A Data-Driven Algorithm for Model-Free Control Synthesis
Sean Bowerfind, Matthew R. Kirchner, Gary Hewer
TL;DR
This work develops a data-driven framework for synthesizing the infinite-horizon LQR controller for continuous-time systems without explicit dynamics models. It exploits a necessary condition on the value function, discretizes it, and formulates an implicit NLP to recover the LQR gain $K$ (and a feedforward $F$ for tracking) from finite data, robust to noise via a PSD factorization $P=L^TL$. The method extends to reference tracking and to mixed-model scenarios where part of the dynamics is known, solving for $(K,F)$ or $(K,F)$ with the known dynamics in the loop. Demonstrations include a known linear-system benchmark and a real-world flight-test on a subscale UAV, showing model-free controllers closely match traditional LQR performance and effectively track references under realistic conditions.

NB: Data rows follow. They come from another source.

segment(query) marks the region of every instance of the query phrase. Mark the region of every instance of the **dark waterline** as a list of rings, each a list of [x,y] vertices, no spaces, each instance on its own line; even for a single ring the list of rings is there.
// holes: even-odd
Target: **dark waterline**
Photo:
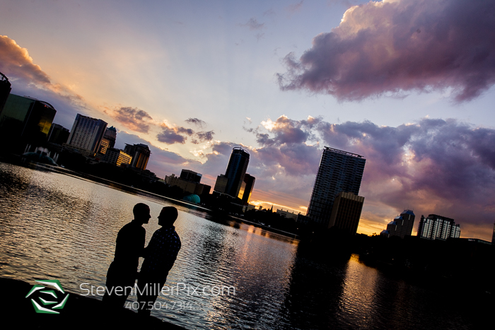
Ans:
[[[0,276],[57,278],[82,294],[104,285],[120,228],[150,206],[146,242],[168,201],[117,184],[0,163]],[[182,241],[167,285],[226,285],[235,295],[160,297],[153,314],[189,329],[474,329],[455,288],[430,290],[359,262],[315,259],[298,241],[175,204]],[[329,252],[330,253],[330,252]],[[438,283],[441,287],[441,283]],[[97,296],[97,298],[100,297]],[[136,301],[129,297],[129,302]],[[170,308],[172,306],[174,308]],[[180,309],[179,307],[182,307]],[[183,308],[187,307],[187,308]]]

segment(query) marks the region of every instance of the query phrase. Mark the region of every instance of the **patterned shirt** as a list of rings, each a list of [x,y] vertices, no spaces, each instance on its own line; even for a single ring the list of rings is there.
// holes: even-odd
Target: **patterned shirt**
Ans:
[[[180,238],[175,227],[157,230],[146,249],[144,261],[141,267],[142,276],[166,278],[180,249]]]

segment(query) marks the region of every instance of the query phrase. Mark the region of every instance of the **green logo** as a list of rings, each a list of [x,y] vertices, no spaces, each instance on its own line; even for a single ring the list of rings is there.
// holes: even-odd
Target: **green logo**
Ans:
[[[64,289],[60,285],[59,280],[42,280],[37,281],[36,282],[45,284],[45,285],[51,286],[59,293],[62,293],[62,295],[65,294],[65,291],[64,291]],[[31,302],[33,303],[33,307],[35,307],[35,311],[37,313],[60,314],[59,312],[53,310],[62,310],[64,308],[65,303],[67,302],[67,298],[69,298],[69,293],[65,295],[65,297],[64,297],[62,302],[59,302],[59,297],[54,290],[45,289],[47,289],[47,288],[43,285],[33,285],[33,288],[31,288],[31,290],[29,291],[25,297],[27,298],[31,295],[33,296],[31,297]],[[60,293],[59,293],[59,295],[62,297],[62,295],[60,295]],[[41,304],[45,307],[38,304],[36,300],[35,300],[35,297],[37,297],[40,302],[41,302]],[[54,301],[54,300],[55,301]],[[52,306],[52,305],[55,305]]]

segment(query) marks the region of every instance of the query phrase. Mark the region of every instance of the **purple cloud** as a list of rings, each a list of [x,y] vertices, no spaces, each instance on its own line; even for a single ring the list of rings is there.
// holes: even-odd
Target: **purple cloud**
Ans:
[[[262,29],[264,27],[264,23],[258,23],[257,20],[255,18],[252,17],[248,20],[247,23],[245,23],[245,24],[239,24],[239,25],[246,26],[249,28],[250,30],[255,30]]]
[[[0,35],[0,72],[13,81],[24,83],[51,85],[50,77],[39,65],[33,62],[28,49],[21,48],[15,40]]]
[[[360,191],[365,204],[399,211],[409,206],[418,216],[453,218],[464,228],[464,237],[488,236],[486,230],[493,227],[495,129],[431,119],[397,127],[285,116],[264,124],[266,132],[250,131],[262,146],[251,152],[250,163],[252,174],[260,177],[258,187],[281,189],[280,180],[270,184],[272,176],[298,184],[305,178],[312,184],[322,147],[328,146],[366,158]],[[308,191],[300,189],[298,196],[309,195],[312,185],[304,187]]]
[[[196,138],[192,140],[193,143],[198,144],[201,142],[205,142],[207,141],[211,141],[213,140],[213,136],[215,134],[215,132],[213,131],[199,131],[196,133]]]
[[[185,143],[187,138],[177,133],[177,129],[170,128],[166,126],[162,126],[162,131],[156,136],[156,139],[160,142],[167,144]]]
[[[131,107],[120,107],[107,109],[105,113],[119,122],[129,129],[140,133],[148,133],[151,116],[144,110]]]
[[[206,125],[206,122],[197,118],[188,118],[185,121],[189,124],[194,124],[194,125],[197,125],[201,128]]]
[[[457,102],[495,83],[495,3],[402,0],[353,6],[300,59],[285,57],[284,90],[360,100],[452,88]]]

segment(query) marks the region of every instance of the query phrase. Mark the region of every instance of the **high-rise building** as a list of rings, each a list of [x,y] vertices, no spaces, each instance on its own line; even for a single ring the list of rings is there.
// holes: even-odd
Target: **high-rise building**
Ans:
[[[124,151],[116,149],[115,148],[109,148],[105,153],[103,162],[113,164],[116,166],[122,165],[130,164],[132,161],[132,156],[128,155]]]
[[[248,173],[244,175],[244,179],[243,179],[243,183],[239,190],[239,195],[238,196],[238,197],[243,200],[243,204],[244,205],[248,205],[249,204],[249,199],[251,198],[252,189],[255,187],[255,178],[252,175],[250,175]]]
[[[50,103],[10,94],[0,112],[0,138],[8,141],[4,147],[22,153],[26,145],[42,146],[56,113]]]
[[[227,187],[228,182],[228,179],[227,179],[227,177],[226,177],[223,174],[221,174],[220,175],[216,177],[215,187],[214,187],[213,190],[217,192],[221,192],[222,194],[225,193],[225,189]]]
[[[412,210],[404,210],[400,216],[394,218],[394,220],[387,225],[387,229],[382,231],[380,235],[388,237],[399,236],[400,238],[411,236],[412,227],[414,225],[414,218],[416,216]]]
[[[361,196],[340,191],[334,200],[328,228],[334,227],[349,234],[356,235],[363,203],[364,197]]]
[[[145,170],[149,160],[149,155],[151,154],[148,146],[143,143],[134,145],[125,144],[124,151],[132,156],[131,166]]]
[[[228,160],[227,170],[225,171],[225,177],[227,178],[225,194],[233,197],[237,197],[239,195],[248,163],[249,153],[248,151],[240,147],[232,149],[231,159]]]
[[[180,171],[180,178],[183,180],[190,181],[191,182],[199,183],[202,176],[201,173],[197,173],[190,170],[182,170]]]
[[[327,227],[338,194],[345,191],[359,194],[366,161],[361,155],[325,147],[308,207],[308,217]]]
[[[113,126],[107,127],[107,129],[105,130],[103,138],[108,140],[108,148],[115,147],[115,140],[117,139],[117,129]]]
[[[117,129],[113,126],[107,127],[105,130],[103,137],[101,139],[98,153],[105,155],[107,150],[110,148],[113,148],[115,146],[115,140],[117,139]]]
[[[430,214],[428,218],[421,216],[418,226],[418,236],[429,240],[447,240],[460,237],[460,225],[454,219]]]
[[[107,123],[101,119],[77,114],[67,144],[84,154],[94,155],[106,128]]]
[[[69,129],[58,124],[52,124],[48,133],[48,142],[62,146],[67,142],[69,135],[71,132]]]
[[[178,187],[188,194],[195,195],[208,195],[211,187],[207,184],[199,183],[202,175],[200,173],[190,170],[182,170],[180,177],[175,175],[165,177],[165,182],[172,187]]]
[[[4,109],[4,105],[5,105],[11,90],[12,90],[12,88],[11,88],[11,83],[8,81],[8,78],[0,72],[0,112]]]

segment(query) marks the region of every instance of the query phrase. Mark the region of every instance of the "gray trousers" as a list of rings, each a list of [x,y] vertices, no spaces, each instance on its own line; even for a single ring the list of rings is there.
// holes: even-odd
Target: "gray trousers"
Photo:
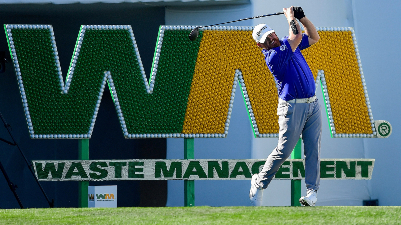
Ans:
[[[266,189],[283,163],[291,156],[302,134],[305,154],[305,182],[308,190],[319,190],[320,182],[321,107],[317,99],[307,103],[279,103],[280,132],[277,148],[267,158],[256,184]]]

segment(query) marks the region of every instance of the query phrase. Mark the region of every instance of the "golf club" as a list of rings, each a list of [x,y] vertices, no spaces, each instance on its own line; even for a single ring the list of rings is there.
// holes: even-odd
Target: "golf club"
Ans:
[[[195,40],[196,40],[196,39],[197,39],[197,37],[198,37],[198,36],[199,36],[199,28],[207,28],[208,26],[217,26],[217,25],[221,25],[222,24],[230,24],[231,22],[239,22],[240,21],[244,21],[244,20],[253,20],[253,19],[254,19],[254,18],[262,18],[262,17],[267,17],[267,16],[271,16],[282,15],[283,14],[284,14],[284,13],[282,12],[277,12],[276,14],[269,14],[268,15],[264,15],[264,16],[255,16],[255,17],[252,17],[252,18],[245,18],[245,19],[231,21],[230,22],[223,22],[223,23],[222,23],[222,24],[215,24],[214,25],[210,25],[209,26],[204,26],[196,27],[196,28],[195,28],[194,29],[192,30],[192,32],[191,32],[191,33],[189,34],[189,40],[192,40],[192,42],[194,42]]]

The approach offers a practical route to LQR-like control when modeling is difficult or impractical, with potential for real-time adaptive extensions and data-driven validation in aerospace and other nonlinear domains.
Abstract
Presented is an algorithm to synthesize the optimal infinite-horizon LQR feedback controller for continuous-time systems. The algorithm does not require knowledge of the system dynamics but instead uses only a finite-length sampling of arbitrary input-output data. The algorithm is based on a constrained optimization problem that enforces a necessary condition on the dynamics of the optimal value function along any trajectory. In addition to calculating the standard LQR gain matrix, a feedforward gain can be found to implement a reference tracking controller. This paper presents a theoretical justification for the method and shows several examples, including a validation test on a real scale aircraft.